The problem is controlling Streamline's warehouse and delivery costs, which chewed up more than 100% of the company's 1997 sales. Skeptics thought online grocers would never get order-picking and delivery cheap enough to allow them to make money. Still, Streamline.com's case suggests that fast sales growth could one day outstrip expenses. Sales have jumped from $1.8 million in 1997 to $2.5 million in just the first quarter of this year. That helped Streamline lower its warehousing and delivery costs to 47% of sales. Similarly, Peapod claims that it will be profitable in its key Chicago market by yearend because it has enough customers there to cover warehouse costs. "We've had business skepticism, but against a backdrop of consumer acceptance," says Streamline CEO Timothy A. DeMello.

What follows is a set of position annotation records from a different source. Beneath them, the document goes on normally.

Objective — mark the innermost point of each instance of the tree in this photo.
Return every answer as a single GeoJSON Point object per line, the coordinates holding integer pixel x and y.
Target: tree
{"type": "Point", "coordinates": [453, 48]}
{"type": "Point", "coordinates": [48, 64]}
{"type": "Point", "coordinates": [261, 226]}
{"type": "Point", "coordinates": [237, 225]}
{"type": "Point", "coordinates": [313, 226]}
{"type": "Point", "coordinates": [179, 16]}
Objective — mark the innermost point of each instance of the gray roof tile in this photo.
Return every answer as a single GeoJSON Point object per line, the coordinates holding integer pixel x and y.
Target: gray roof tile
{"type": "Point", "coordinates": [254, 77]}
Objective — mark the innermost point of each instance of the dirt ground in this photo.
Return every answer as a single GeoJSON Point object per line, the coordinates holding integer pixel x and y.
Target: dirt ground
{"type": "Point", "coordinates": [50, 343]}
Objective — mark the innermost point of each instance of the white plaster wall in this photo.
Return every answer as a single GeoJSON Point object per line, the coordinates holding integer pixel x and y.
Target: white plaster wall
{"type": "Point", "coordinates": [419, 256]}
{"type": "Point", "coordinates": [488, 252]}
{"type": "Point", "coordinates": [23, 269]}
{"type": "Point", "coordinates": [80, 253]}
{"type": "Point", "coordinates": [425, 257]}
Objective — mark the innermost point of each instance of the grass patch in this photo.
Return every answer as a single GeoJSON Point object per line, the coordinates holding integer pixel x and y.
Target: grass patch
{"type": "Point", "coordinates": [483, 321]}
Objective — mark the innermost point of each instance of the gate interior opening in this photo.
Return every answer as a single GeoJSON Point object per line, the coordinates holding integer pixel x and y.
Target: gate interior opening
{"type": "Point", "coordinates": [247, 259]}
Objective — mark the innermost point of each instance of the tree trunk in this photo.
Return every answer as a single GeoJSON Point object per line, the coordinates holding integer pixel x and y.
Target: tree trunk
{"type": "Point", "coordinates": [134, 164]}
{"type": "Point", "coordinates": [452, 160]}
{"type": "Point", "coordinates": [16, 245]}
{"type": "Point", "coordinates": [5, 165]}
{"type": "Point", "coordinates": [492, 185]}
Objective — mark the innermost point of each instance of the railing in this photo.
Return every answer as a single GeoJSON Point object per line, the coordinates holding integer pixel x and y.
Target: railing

Hoping they have addressed their weak spots, the new online stores are selling the idea that their non-Web rivals are more vulnerable than analysts once thought. CEO Andrew L. Brooks of Worcester (Mass.)-based Furniture.com says analysts underestimated online furniture selling partly because they didn't understand how inconvenient regular stores are. And Furber says the meat HomeRuns.com delivers is actually fresher than a supermarket's because it has never sat out in a display rack. Now he just has to convince consumers.
WHIPSAWED. And that's the rub: None of the new, high-profile online merchants has proven it has a profitable business. Like other E-commerce players, they're putting up big sales growth on a small base and occasionally getting whipsawed by the stock market's changing moods. Even promising players such as Alloy Online Inc., a Generation Y clothing retailer, feel the pinch: Alloy went public at $15 in May and is trading around $11. On the other hand, despite Goldman's 1997 report calling toys a below-par online opportunity, eToys Inc.'s $20-a-share price at its IPO in May spiked to $85. One spur: eToys' annual sales jumped to $30 million in the year ending in March, from $687,000 the year before, even though the company lost $29 million. The lead underwriter of that deal? None other than Goldman Sachs.
Despite early losses and fickle stock markets, it's all but certain that venture capitalists will let more E-stores that once seemed like dogs try to seize their day.
"What's happening is complete euphoria," says Marc Singer, a vice-president at Brand Equity Ventures in Greenwich, Conn. "They're throwing money around fairly [crazily]." There seems to be no retail niche where E-commerce companies can't claim turf. The hard part will be executing well enough to deliver for customers--and for investors.